This Good Friday Morning, recalling the Iraq War, both Glenn Greenwald, the liberal American constitutional lawyer and journalist, and Don Boudreaux at Cafe Hayek, the free-market website, have found another quote from Smith. It details the position of supporters of Imperial Wars. It is very worth thinking about;
In great empires the people who live in the capital, and in the provinces remote from the scene of action, feel, many of them, scarce any inconveniency from the war; but enjoy, at their ease, the amusement of reading in the newspapers the exploits of their own fleets and armies. To them this amusement compensates the small difference between the taxes which they pay on account of the war, and those which they had been accustomed to pay in time of peace. They are commonly dissatisfied with the return of peace, which puts an end to their amusement, and to a thousand visionary hopes of conquest and national glory from a longer continuance of the war.
(This quotation is in Book V, Chapter 3 of The Wealth of Nations.)
Gavin Kennedy, who has commented below, has asked for a reference for the 'less drinking more thinking quote'. I have to say it was something that people in my circle of undergraduates used to always say that they heard from old college men, and which I thought apposite to put on the post, but it can't be referenced. Smith was at Oxford during one of its hundred-year long dark periods of indulgence, laziness and drunkenness. The records of him at Balliol relate to the Buttery list, and show that he didn't have much money.
I would have assumed that he was looked after by the college as a corporate body of individuals, but got into trouble with the snell award that funded him and whoever disbursed it. Actually, John Jones' History of Balliol (Jones was the College Archivist in my time) suggests differently, because under Master Theophilus Leigh, Scots on the Snell were not welcomed warmly, and the college tended to divert their exhibition monies to college purposes, many of which involved drink. There is a letter to Smith's guardian from his correspondence in 1740 that makes that point.

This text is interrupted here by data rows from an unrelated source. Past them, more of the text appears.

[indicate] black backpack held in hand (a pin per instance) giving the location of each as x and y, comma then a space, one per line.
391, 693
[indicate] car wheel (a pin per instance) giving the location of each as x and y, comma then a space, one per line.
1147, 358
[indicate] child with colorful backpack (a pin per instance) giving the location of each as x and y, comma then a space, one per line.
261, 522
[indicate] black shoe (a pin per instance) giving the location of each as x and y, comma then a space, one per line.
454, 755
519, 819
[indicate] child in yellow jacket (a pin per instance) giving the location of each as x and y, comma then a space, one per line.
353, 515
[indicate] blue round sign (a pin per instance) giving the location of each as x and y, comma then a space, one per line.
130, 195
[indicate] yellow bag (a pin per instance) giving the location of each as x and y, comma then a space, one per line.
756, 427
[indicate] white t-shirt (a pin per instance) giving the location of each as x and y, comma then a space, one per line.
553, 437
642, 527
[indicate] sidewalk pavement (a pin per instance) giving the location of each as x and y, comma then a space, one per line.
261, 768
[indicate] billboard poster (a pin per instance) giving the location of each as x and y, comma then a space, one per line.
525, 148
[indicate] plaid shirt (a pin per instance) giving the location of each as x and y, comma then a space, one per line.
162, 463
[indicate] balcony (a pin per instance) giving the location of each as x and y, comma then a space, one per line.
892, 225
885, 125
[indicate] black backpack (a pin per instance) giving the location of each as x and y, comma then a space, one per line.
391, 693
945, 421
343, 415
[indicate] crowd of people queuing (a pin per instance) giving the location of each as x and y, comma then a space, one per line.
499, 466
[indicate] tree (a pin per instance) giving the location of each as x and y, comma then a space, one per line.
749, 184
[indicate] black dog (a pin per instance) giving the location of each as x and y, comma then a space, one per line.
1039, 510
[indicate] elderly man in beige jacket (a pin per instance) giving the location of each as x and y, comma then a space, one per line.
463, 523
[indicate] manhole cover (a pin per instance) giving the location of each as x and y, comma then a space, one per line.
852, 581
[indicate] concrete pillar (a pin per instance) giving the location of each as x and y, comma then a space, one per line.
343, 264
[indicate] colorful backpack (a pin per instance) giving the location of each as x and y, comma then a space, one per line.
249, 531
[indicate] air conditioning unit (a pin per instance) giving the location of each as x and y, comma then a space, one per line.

For a lot of the time he drank Bishop Berkeley's prescribed remedy of 'tar water' for ailments, which suggests that his alcohol-drinking (beyond the normal necessary to avoid dirty water) would have been limited by his perceived health, unless he was a hypochondriac. He also used his time profitably to read very deeply and widely in the Bodleian. His annoyance with the state of the university makes it highly likely that the oral tradition I was handed down about his comment, which I guess could easily have come from Gibbon's observations on Smith, is correct, but no more than that could be said. Smith wasn't so annoyed that he burned all of his boats when he returned to Scotland though, and there is no record of a determined effort to close the option of returning until the immediate moment of separation had passed.